Let’s start fitting the model in R and make sure you specify family = binomial in glm() function since our response is binary.

lrmodel<- glm(Survived ~.,family=binomial(link=’logit’),data=traindata)

The result of the model can be obtained using the following command:

summary(lrmodel)

Call:

glm(formula = Survived ~ ., family = binomial(link = “logit”),

data = traindata)

Deviance Residuals:

Min 1Q Median 3Q Max

-2.6064 -0.5954 -0.4254 0.6220 2.4165

Coefficients:

Estimate Std. Error z value Pr(>|z|)

(Intercept) 5.137627 0.594998 8.635 < 2e-16 ***

Pclass -1.087156 0.151168 -7.192 6.40e-13 ***

Sexmale -2.756819 0.212026 -13.002 < 2e-16 ***

Age -0.037267 0.008195 -4.547 5.43e-06 ***

SibSp -0.292920 0.114642 -2.555 0.0106 *

Parch -0.116576 0.128127 -0.910 0.3629

Fare 0.001528 0.002353 0.649 0.5160

EmbarkedQ -0.002656 0.400882 -0.007 0.9947

EmbarkedS -0.318786 0.252960 -1.260 0.2076

— -

Signif. codes: 0 ‘***’ 0.001 ‘**’ 0.01 ‘*’ 0.05 ‘.’ 0.1 ‘ ’ 1

(Dispersion parameter for binomial family taken to be 1)

Null deviance: 1065.39 on 799 degrees of freedom

Residual deviance: 709.39 on 791 degrees of freedom

AIC: 727.39

Number of Fisher Scoring iterations: 5

Next serious part is to interpret the result of the model. From the p-value of the summary of the model, the variable Embarked, Fare, and SibSp are not statistically significant. Also, the variable sex has lesser p-value, which means there is a strong association of passengers with the chance of survival.

It is important to note that the response variable is log odds and can be written as ln(odds) = ln(p/(1-p)) = a*x1 + b*x2 + … + z*xn.

To analyse the deviance, we should use anova() function in R.

anova(lrmodel, test=”Chisq”)

Analysis of Deviance Table

Model: binomial, link: logit

Response: Survived

Terms added sequentially (first to last)

Df Deviance Resid. DfResid.
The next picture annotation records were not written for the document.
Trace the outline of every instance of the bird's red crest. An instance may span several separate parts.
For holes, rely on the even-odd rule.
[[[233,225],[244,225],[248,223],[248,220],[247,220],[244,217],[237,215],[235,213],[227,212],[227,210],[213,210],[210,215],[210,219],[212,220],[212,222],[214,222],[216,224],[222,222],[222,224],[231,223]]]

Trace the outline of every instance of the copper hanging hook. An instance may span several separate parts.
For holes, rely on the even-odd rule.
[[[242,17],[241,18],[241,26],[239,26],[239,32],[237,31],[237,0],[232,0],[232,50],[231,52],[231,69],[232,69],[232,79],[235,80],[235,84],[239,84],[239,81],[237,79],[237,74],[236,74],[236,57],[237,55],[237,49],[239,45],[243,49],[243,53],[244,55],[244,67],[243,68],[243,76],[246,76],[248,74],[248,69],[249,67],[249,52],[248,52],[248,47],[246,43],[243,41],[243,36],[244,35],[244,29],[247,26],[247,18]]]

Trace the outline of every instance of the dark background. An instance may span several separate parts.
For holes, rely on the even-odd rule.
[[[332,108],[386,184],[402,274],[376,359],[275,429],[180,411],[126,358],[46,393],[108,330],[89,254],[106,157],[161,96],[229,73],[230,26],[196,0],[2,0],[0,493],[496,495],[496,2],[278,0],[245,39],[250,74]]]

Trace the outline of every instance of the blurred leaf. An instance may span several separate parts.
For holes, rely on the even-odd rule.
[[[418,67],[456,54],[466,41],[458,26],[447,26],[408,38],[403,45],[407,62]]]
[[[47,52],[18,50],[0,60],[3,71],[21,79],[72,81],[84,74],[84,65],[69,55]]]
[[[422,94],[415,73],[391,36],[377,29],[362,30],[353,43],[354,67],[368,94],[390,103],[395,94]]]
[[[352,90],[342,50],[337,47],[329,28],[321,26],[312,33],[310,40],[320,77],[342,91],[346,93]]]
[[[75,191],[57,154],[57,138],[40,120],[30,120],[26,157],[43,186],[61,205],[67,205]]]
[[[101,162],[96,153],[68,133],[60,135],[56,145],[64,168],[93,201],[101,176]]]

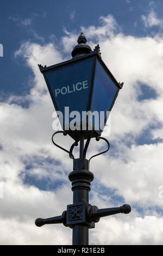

Dev Pr(>Chi)

NULL 799 1065.39

Pclass 1 83.607 798 981.79 < 2.2e-16 ***

Sex 1 240.014 797 741.77 < 2.2e-16 ***

Age 1 17.495 796 724.28 2.881e-05 ***

SibSp 1 10.842 795 713.43 0.000992 ***

Parch 1 0.863 794 712.57 0.352873

Fare 1 0.994 793 711.58 0.318717

Embarked 2 2.187 791 709.39 0.334990

— -

Signif. codes: 0 ‘***’ 0.001 ‘**’ 0.01 ‘*’ 0.05 ‘.’ 0.1 ‘ ’ 1

The difference between the null deviance and the residual deviance explains the performance of the model against the null model (a model with only the intercept). If the difference is wider, model performs better. Large p-value indicates that the logistic regression model without that particular variable explains the same amount of variation. At the end, one can infer that lesser AIC is the best model.

Next important step is to predict the model on a new set of data and R enables us to do with predict() function. Let us consider our threshold for the new response data. That is, if P(y=1|X) > 0.5 then y = 1 otherwise y=0. The threshold could be changed according to the researchers needs. The following Table presents the accuracy prediction formulas especially when machine learning algorithms are applied.

Table 4. Measures and formula

Classifier accuracy

TP ± TN (P + N)

Classifier error rate

FP ± FN
(P + N)

Recall

TP
P

Precision

TP
(TP + FP)

F-Measure

(2 × precision × recall)
(precision + recall)

fit.results<-predict(lrmodel,newdata=subset(test,select=c(2,3,4,5,6,7,8)),type=’response’)

fit.results<- ifelse(fit.results> 0.5,1,0)

Error<- mean(fit.results != test$Survived)

print(paste(‘Accuracy’,1-Error))

“Accuracy 0.842696629213483.”

84.26% of accuracy is actually a good result. Note here; I have split the data manually, if you split the data in a different way, then the accuracy of the model will alter.

Finally, we find the area under the curve by plotting ROC curve using the following commands. ROC curve generates the true positive rate against false positive rate, similar to the sensitivity and specificity. If the AUC is closer to 1, then we get a good predicting model.

library(ROCR)

A<-predict(lrmodel,newdata=subset(test,select=c(2,3,4,5,6,7,8)), type=”response”)

Pre<- prediction(A, test$Survived)

Pre1<- performance(Pre, measure = “tpr”, x.measure = “fpr”)

plot(Pre1)

auc<- performance(Pre, measure = “auc”)

auc<- auc@y.values[[1]]

auc

0.8647186

Well. we come to the end of this tour! I hope now you can analyse logistic regression using R on your own. Further, I suggest you try the same Titanic datasets and check you get the same results before exploring other datasets.